Un mot pour qualifier cette Mme Susan Vernon, qu’on a beaucoup de mal à appeler « lady » : sordide. Succube diabolique, égoïste, cruelle et d’un cynisme sans fond, qui n’ouvre la bouche que pour énoncer des mensonges et distiller son venin manipulateur. Un seul but : dénicher pour sa fille, et pour elle, un mari nanti (très) et maniable (très), avec une vision extrêmement précise du type de poisson qu’il faut éviter de pêcher : « Trop vieux pour être malléable, et trop jeune pour mourir. » Kate Beckinsale la campe parfaitement. Mise en scène classique pour un roman tout aussi classique mais aux dialogues toujours savoureux, avec quelques personnages succulents, tel James Martin, potentiel « candidat », aussi riche (of course) qu’il est d’une bêtise à pleurer, de rire.

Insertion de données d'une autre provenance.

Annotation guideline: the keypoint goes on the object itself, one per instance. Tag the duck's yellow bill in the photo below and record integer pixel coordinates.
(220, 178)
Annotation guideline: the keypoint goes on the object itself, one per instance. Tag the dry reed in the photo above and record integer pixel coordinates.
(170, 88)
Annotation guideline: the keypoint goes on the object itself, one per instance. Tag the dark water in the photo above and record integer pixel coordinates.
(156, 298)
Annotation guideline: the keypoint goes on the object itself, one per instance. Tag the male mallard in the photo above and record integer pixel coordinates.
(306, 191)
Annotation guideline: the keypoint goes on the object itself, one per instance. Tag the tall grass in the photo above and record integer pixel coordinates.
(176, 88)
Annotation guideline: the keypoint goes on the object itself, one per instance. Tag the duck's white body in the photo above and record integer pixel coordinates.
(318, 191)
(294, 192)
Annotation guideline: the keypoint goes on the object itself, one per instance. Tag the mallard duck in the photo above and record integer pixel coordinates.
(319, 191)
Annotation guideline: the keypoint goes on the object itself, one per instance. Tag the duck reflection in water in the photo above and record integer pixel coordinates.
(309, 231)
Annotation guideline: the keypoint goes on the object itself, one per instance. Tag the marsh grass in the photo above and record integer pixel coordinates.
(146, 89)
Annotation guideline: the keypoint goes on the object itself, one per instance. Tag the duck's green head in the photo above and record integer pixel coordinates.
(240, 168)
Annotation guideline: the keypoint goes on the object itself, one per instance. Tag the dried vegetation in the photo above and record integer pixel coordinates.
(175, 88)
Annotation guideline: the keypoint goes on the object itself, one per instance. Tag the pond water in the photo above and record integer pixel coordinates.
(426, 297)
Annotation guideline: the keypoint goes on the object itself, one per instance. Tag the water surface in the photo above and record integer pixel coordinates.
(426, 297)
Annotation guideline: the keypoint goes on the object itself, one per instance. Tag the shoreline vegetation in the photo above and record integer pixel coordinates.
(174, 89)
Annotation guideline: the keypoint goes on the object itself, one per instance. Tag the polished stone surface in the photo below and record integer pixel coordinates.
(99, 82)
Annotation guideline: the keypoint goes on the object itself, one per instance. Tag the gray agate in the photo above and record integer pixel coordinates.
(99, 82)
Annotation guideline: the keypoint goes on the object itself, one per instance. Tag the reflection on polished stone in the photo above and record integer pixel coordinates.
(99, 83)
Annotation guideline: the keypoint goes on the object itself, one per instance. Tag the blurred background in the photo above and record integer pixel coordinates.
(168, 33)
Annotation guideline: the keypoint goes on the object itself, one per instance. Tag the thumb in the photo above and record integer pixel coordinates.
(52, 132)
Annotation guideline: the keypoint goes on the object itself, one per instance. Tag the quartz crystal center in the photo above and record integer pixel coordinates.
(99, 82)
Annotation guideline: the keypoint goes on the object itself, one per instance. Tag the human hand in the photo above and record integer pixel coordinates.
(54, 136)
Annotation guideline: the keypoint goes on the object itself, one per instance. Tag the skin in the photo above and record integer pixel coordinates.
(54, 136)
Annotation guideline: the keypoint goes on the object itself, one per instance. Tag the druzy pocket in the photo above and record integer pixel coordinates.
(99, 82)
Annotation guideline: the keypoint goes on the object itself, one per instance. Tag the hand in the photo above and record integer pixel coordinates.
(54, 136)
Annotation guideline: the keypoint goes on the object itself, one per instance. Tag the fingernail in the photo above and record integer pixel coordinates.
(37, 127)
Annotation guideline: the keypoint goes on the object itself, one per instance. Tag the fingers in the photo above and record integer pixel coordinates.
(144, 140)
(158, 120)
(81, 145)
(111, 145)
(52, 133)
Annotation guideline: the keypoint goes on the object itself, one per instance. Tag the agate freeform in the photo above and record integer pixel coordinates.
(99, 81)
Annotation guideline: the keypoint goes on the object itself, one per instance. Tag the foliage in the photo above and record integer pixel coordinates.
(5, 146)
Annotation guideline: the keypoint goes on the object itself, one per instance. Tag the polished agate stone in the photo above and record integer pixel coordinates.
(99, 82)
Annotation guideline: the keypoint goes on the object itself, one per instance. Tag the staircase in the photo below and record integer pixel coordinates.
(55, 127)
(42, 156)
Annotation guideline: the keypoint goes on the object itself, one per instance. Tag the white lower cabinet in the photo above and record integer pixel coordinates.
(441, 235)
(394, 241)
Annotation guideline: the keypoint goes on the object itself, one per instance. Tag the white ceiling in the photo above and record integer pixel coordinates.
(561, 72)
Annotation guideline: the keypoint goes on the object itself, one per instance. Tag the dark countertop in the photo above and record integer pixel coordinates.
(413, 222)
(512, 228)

Dialogues nourris dans un anglais superbe. Interprétation au delà de l'excellence. Sorte de marivaudage cynique dans L'Angleterre de la fin XVIIIEME. Superbe.
Pas facile...je ne sais si c'est parce que je sortais de ma séance de sport mais j'ai sombré dans les bras de Morphée pendant les 10/15 premières minutes...zzz C'est parti en dialogue ininterrompu, alambiqué, je n'ai pas tenu le coup. Je le suis réveillé avec des rires sur les répliques d'un des personnages, qui est d'une naïveté et d'une bêtise prêtant à rire effectivement. Pr le reste, je dois reconnaître que je me suis bien ennuyé et pourtant j'ai l'habitude d'être bon public. Film d'époque avec de belles robes bouffantes, un beau décor, mais l'intrigue, les personnages, le fond, la forme, même si bien réalisé, dirigé et joué, tout cela ne m'a rien évoqué, je le suis tout simplement ennuyé et j'en suis bien désolé. Pour autant, c'est une question d'affect perso, je vous souhaite d'apprécier tout de même.